Here is my views.py:
from django.http import HttpResponse, Http404, HttpResponseRedirect
from django.core.urlresolvers import reverse
from reg.models import registration, registrationform
from django.shortcuts import render_to_response, get_object_or_404
from django.template import RequestContext
def registration(request):
if request.method == 'POST':
form = registrationform(request.POST)
if form.is_valid():
data = form.save()
id = data.id
return thanks(request,id)
else:
form = registrationform()
return render_to_response('registration.html', {'form' : form}, context_instance=RequestContext(request))
def thanks(request, id):
p = get_object_or_404(registration, pk=id)
return render_to_response('thanks.html', {'reg' : p})
Here is my urls.py:
from django.conf.urls import patterns, include, url
url(r'^registration/$', 'reg.views.registration'),
url(r'^thanks/$', 'reg.views.thanks'),
url(r'^$','django.views.generic.simple.direct_to_template', {'template' : 'index.html'}),
)
Here is thanks.html:
<html>
<body>
<p>Thank you for registration mr.{{reg.username}}</p>
</body>
</html>
and I'm also showing my models.py:
from django.db import models
from django.forms import ModelForm
class registration(models.Model):
username = models.CharField(max_length=100)

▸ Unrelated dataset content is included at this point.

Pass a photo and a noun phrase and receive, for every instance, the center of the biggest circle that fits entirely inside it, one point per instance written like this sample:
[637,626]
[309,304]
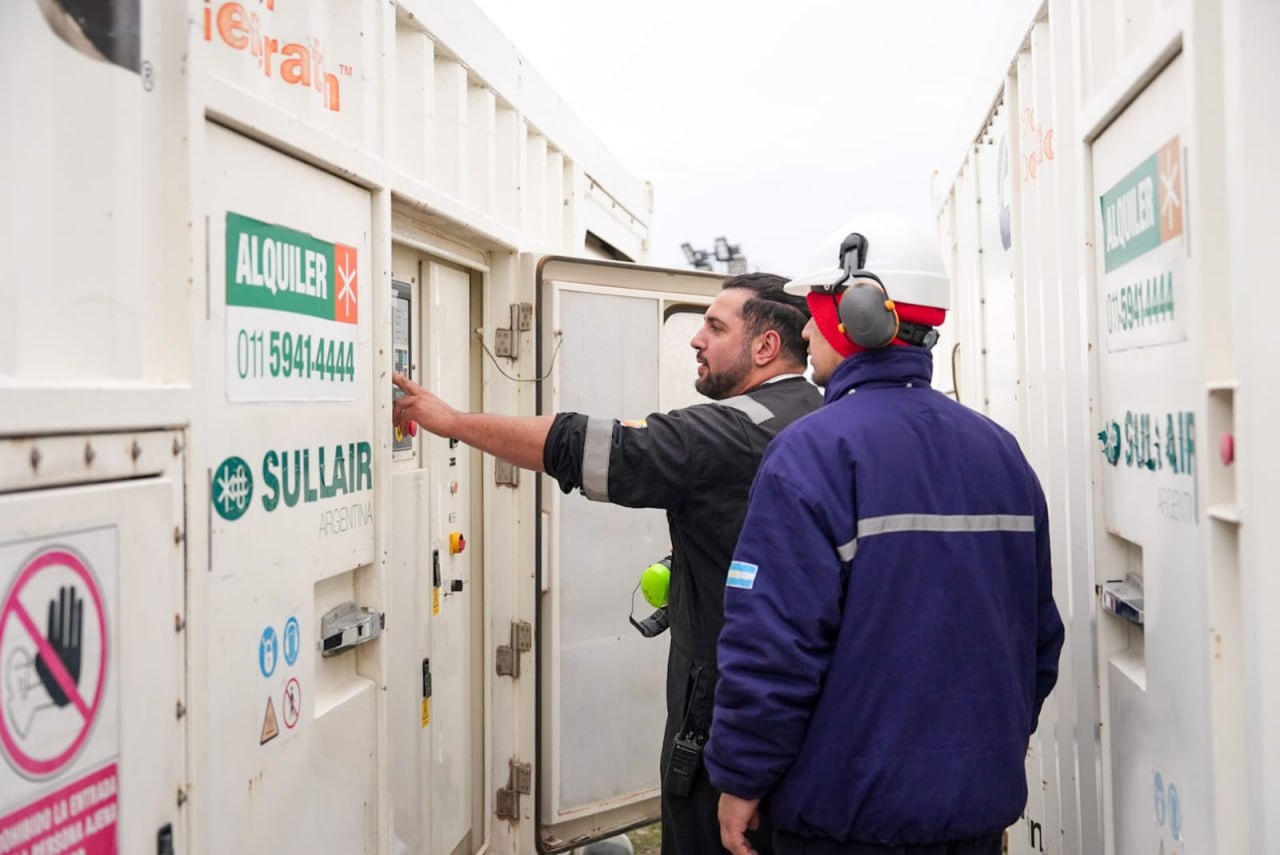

password = models.CharField(max_length=100)
def __unicode__(self):
return self.name
class registrationform(ModelForm):
class Meta:
model = registration
Thanks.
from this links (django tutorial):
https://docs.djangoproject.com/en/dev/topics/http/urls/#django.core.urlresolvers.reverse
example:
def myview(request):
return HttpResponseRedirect(reverse('arch-summary', args=[1945]))
so your code goes to:
in urls.py:
url(r'^thanks/(?P<id>\d+)$', 'reg.views.thanks', name='my_thanks_url')
in your function:
return HttpResponseRedirect(reverse('my_thanks_url', args=[id]))
This line
return HttpResponseRedirect(reverse('reg.views.thanks', args=(id,)))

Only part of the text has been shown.